- Education: University of Toronto
- Scientific career
- Fields: speech science; synthetic speech
- Workplaces: Northeastern University, USA
- Thesis: Identifying information-bearing prosodic parameters in severely dysarthric vocalizations (2000)
- Doctoral advisor: Bernard O'Keefe

= Rupal Patel (scientist) =

Speech scientist working in USA

Rupal Patel is a professor at Northeastern University, in Boston, United States in the area of speech science, human computer interaction and artificial intelligence. She is the director of the university's Communication Analysis and Design Laboratory.

==Education==
Patel gained her B. Sc. degree in neuropsychology from University of Calgary, graduating in 1993. She undertook further study at University of Toronto and gained her doctorate in the subject of speech acoustics in 2000 and completed a post doctorate at Massachusetts Institute of Technology.

==Career==
From 2001-2003 she was an assistant professor at Teacher’s College Columbia University. In 2003 she was appointed as an assistant professor at Northeastern University, and was promoted to professor in 2014. Her post is jointly between the university's Bouvé College of Health Sciences and Khoury College of Computer Sciences, reflecting her research. This has concentrated on the acquisition and impairment of speech, specifically prosody, in healthy speakers and those with neuromotor disorders. This has led to the very practical design of speech enhancement to generate naturalistic synthetic voices for those with speech disorders by making use of their residual speaking ability and learning technologies to help kids read with natural inflection and rhythm.

Since the mid 2000s she has led development of computer systems that can generate a naturalistic synthetic voice. This resulted from her work on speech analysis. Those with speech disorders can often produce a sound, but cannot shape it into speech with their mouths. Her research group developed a computer system that allowed speech to be different for each individual based on their natural sound. The pitch, loudness, breathiness and clarity of normal speech was generated by applying the computer system to a recording of a sample of the sound the individual was able to produce. By 2013 she could produce synthetic voices in the laboratory.

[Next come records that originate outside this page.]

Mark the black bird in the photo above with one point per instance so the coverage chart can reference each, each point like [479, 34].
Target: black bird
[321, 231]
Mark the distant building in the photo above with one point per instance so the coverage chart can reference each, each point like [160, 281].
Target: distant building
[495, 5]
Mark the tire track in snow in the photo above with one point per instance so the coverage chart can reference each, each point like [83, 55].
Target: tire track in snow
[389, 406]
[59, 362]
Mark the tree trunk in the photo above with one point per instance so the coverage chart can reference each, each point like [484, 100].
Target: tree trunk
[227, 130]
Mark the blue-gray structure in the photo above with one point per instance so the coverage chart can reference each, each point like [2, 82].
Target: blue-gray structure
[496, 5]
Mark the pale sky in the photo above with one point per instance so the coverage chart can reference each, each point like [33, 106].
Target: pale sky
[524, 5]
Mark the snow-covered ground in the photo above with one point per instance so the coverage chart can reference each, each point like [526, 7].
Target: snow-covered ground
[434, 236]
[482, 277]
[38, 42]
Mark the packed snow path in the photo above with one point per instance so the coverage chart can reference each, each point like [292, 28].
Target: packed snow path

She founded the spin-out company VOCALiD in 2014 and has continued development of the machine learning and speech blending used for generating the synthetic voices. By the early 2020s the systems were able to reproduce existing voices as well as synthesise new ones. One use was for voice actors to be able to have an exact copy, or clone, of their voice to use in their work.

==Publications==
Patel is the author or co-author of over 70 scientific publications or book chapters. In 2013 she was invited to present a TED talk about Synthetic voices, as unique as fingerprints.